Our kitten, Stanley, has a jealous streak. If our older cat, Stella, is getting our attention, he wants it, too. If Stella occupies a space on a chair or the cat tree, he thinks that space must be his. Sometimes, Stella lets him have it, vacating her perch; at other times, she really lets him have it, smacking him with her paw. The other night, she hurt his feelings, and he spent quite some time under a chair trying to repair his damaged ego.
So it is with writers. We want and want. We want recognition. We want publications, we want awards. We want validation. Sometimes we get it, but lots of times we don’t. Somebody smacks us down with a big paw and we’re left to wallow in self-pity. Over the course of a career, how many books, stories, essays, poems, etc. don’t we write because we’ve wasted so many hours, days, weeks, and god forbid, even years, moaning about how unfair the publishing world has been to us? Oh, sure, it’s true that rejection can stop us cold from time to time, leading to self-doubt and often paralyzing our writing. We start to question why we’re even trying to write when we gather so many more “no’s” than “yeses.” We question our talents. We question our commitment. We question our resolve. We think about quitting. When we reach that point, here’s the question we should ask ourselves: “Will it be easy to walk away?” Of course, it’s a question about the place writing plays in our lives. Can we separate ourselves from the work and feel whole, or will not writing leave the other kind of hole, a great emptiness because we miss the activity that used to fill that space?
Remember that old saying about trying to give up smoking? I can quit; I just can’t stay quit. Or, as Mark Twain once said, Giving up smoking is the easiest thing in the world. I know because I’ve done it thousands of times. If you can walk away from writing and be happy, I wish you well. If the pain of not writing is greater than the pain of disappointment, then why stop doing what you love to do? Writing itself will be its own reward whether validation comes to you or not. I bet, though, the validation probably will come to you because repeated practice combined with persistence often creates the results we seek. And if the validation never comes, writing will always give you certain benefits. For one thing, writing will allow you to engage with the world around you in ways that will benefit you emotionally and intellectually. Writing will also increase your power of empathy; it will open you to the world and the people around you. While writing, you’ll feel joy and pain and all the other emotions people feel.

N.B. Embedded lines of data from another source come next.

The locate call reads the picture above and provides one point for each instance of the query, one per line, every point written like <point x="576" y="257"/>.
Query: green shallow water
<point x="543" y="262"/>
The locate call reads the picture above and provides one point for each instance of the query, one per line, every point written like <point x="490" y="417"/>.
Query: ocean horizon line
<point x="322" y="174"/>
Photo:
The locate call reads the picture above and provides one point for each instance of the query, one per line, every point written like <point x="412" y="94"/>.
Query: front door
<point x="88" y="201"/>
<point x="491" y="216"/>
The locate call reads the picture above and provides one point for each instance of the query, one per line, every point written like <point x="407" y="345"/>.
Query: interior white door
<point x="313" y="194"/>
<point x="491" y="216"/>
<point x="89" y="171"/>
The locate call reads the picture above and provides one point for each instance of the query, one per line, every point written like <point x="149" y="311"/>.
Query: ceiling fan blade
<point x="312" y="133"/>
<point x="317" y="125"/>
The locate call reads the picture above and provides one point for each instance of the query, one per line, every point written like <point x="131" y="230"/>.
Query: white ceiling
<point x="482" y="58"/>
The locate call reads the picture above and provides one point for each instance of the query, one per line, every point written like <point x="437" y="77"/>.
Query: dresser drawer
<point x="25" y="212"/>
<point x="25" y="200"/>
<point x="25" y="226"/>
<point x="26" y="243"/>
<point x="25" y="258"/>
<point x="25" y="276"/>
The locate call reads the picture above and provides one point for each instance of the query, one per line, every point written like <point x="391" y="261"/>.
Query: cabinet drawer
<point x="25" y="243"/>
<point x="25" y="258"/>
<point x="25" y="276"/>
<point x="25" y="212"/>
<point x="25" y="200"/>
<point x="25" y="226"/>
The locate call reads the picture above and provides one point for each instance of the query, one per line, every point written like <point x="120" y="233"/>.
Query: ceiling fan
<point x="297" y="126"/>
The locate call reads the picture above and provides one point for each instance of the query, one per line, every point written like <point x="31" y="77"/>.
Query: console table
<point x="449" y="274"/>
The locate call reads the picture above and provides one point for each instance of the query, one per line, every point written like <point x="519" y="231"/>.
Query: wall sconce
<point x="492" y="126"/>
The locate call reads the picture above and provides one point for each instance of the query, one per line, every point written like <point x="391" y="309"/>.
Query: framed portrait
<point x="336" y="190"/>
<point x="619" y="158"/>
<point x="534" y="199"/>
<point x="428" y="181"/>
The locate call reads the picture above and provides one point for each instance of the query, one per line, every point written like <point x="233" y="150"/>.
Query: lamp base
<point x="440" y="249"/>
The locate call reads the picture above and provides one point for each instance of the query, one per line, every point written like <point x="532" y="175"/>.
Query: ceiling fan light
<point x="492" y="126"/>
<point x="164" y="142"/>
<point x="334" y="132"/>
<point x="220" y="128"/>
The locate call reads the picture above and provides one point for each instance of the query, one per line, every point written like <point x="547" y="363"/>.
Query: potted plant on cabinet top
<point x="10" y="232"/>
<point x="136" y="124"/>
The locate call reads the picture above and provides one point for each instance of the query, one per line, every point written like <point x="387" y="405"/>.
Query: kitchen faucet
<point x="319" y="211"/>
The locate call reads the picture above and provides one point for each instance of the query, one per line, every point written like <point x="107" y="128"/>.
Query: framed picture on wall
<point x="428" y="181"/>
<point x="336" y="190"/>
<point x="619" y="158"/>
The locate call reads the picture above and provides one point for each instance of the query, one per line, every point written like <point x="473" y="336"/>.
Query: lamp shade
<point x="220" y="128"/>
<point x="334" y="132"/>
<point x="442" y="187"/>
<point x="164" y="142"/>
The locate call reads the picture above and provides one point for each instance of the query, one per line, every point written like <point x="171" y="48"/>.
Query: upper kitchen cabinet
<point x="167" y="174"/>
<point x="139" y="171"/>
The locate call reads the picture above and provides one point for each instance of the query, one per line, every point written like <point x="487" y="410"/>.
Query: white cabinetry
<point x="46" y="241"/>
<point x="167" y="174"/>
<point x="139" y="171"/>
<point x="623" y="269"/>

Writing will usually make you more human and also more humane.
There are so many other reasons to keep practicing your craft, but chief among them is the fact that writing has become a part of your identity. We are what we do. If you can see that, I’m not sure why you’d ever want to stop. Why would you want to deny that part of who you are? Unless the act of writing has become painful for you, keep going. Writing can make us better people, and doesn’t the world always need a few more?